Berlusconi’s background as a media mogul, not to mention his adventurous private life, aroused lasting suspicions. And his political style — defined by a certain directness in appealing to voters and a total disregard for the liturgy of politics — anticipated contemporary “populism.”
But the world is now welcoming back a new Berlusconi. No longer able to hold public office — a law bars people who have been sentenced to more than two years in jail — his name will nevertheless be on the ballot, written in large block letters in the logo of “Forza Italia,” when voters go to the polls next month. If Italians back his center‐right coalition, they will effectively be choosing him as its puppet‐master.
It’s easy enough to see why Italians may be drawn to Berlusconi out of nostalgia (though his tenure was by no means impeccable). What’s perhaps more surprising is that European partners and international observers seem to have developed a new sympathy for the scandal‐ridden former prime minister, whom they see as a safe card in next month’s election.

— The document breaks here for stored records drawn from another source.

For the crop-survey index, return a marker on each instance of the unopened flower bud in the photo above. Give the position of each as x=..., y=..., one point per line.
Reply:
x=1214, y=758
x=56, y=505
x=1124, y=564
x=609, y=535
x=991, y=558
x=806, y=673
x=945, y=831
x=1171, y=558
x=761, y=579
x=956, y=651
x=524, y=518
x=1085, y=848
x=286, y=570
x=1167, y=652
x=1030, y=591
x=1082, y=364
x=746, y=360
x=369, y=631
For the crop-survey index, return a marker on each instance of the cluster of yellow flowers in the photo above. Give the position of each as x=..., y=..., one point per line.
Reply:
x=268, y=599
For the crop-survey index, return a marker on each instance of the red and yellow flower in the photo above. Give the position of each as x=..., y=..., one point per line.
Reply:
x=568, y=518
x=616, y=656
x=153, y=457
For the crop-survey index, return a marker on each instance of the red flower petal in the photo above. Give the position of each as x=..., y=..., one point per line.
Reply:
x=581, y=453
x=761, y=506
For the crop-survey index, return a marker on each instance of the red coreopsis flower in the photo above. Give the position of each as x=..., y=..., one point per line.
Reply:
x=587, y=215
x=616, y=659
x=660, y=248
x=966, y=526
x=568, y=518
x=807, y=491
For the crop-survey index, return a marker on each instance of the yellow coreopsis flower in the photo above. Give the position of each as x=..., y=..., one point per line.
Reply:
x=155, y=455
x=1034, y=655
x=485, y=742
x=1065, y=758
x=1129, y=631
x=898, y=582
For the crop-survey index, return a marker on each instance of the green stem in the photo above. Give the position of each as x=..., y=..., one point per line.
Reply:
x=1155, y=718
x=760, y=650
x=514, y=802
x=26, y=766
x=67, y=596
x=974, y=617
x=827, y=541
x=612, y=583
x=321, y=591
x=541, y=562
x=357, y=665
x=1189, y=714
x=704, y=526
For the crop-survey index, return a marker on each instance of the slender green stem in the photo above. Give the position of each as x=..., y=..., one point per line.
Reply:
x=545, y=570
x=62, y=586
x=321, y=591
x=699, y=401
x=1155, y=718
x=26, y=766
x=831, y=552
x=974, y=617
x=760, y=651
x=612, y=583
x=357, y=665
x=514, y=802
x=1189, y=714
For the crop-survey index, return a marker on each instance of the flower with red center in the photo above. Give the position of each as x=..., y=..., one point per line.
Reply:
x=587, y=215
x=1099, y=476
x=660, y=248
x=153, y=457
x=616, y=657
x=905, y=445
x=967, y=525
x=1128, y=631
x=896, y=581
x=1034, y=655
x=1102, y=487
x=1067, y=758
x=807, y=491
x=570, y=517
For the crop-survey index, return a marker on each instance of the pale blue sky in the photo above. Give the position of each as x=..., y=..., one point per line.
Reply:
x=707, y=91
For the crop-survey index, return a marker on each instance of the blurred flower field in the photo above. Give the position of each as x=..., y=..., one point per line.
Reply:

While he occasionally embraced some uncompromising, conservative positions (most recently on immigration, after a Nigerian man was accused of killing a young woman in Macerata), Berlusconi has for the most smoothed out his coalition partners’ rough edges. Under his influence, for example, the far‐right Northern League has stopped calling for Italy to leave the eurozone. And his attacks on the populist 5Star Movement — which he has called “a job center for the unemployable” — showed his willingness to confront that other homo novus of politics, Beppe Grillo.
What plays in Berlusconi’s favor is that, more than anything, what everyone wants from Italy is stability.
Foreign investors own 40 percent of Italian public debt — which stands at about €2.2 trillion — and have nothing to gain from further turmoil. The rest of the country’s debt is domestically owned, meaning domestic investors too, are interested in stability. Italy is a country of savers, with a high home ownership rate (70 percent) and a rapidly aging population.
In this context, Berlusconi — who has claimed that Italy should comply with the fiscal compact and cut taxes, but without raising the deficit — is starting to look like the “reliable” choice. His conflicts of interest, for once, strengthen this impression.
It’s not as crazy as it sounds. Berlusconi’s rhetoric may have been over the top, but the policies he put in place never were. This perhaps cost Italy the radical reforms it badly needed, but in times of heated populism, it could be reassuring.
When it comes to economic policy, Berlusconi was never very effective. His governments (2001–2006 and 2007–2009) tended to increase the budget deficit, before promoting cuts in their later years under market pressure. He may have promised to deregulate the Italian economy in every one of his electoral campaigns, but he didn’t achieve a permanent cut in red tape. He did cut some taxes, but selectively — he took aim at the death tax, and the property tax — and he didn’t show any Reaganesque impulse to take on productivity and the private sector. He attempted to challenge the power of the trade unions, too, but can hardly claim much success there either.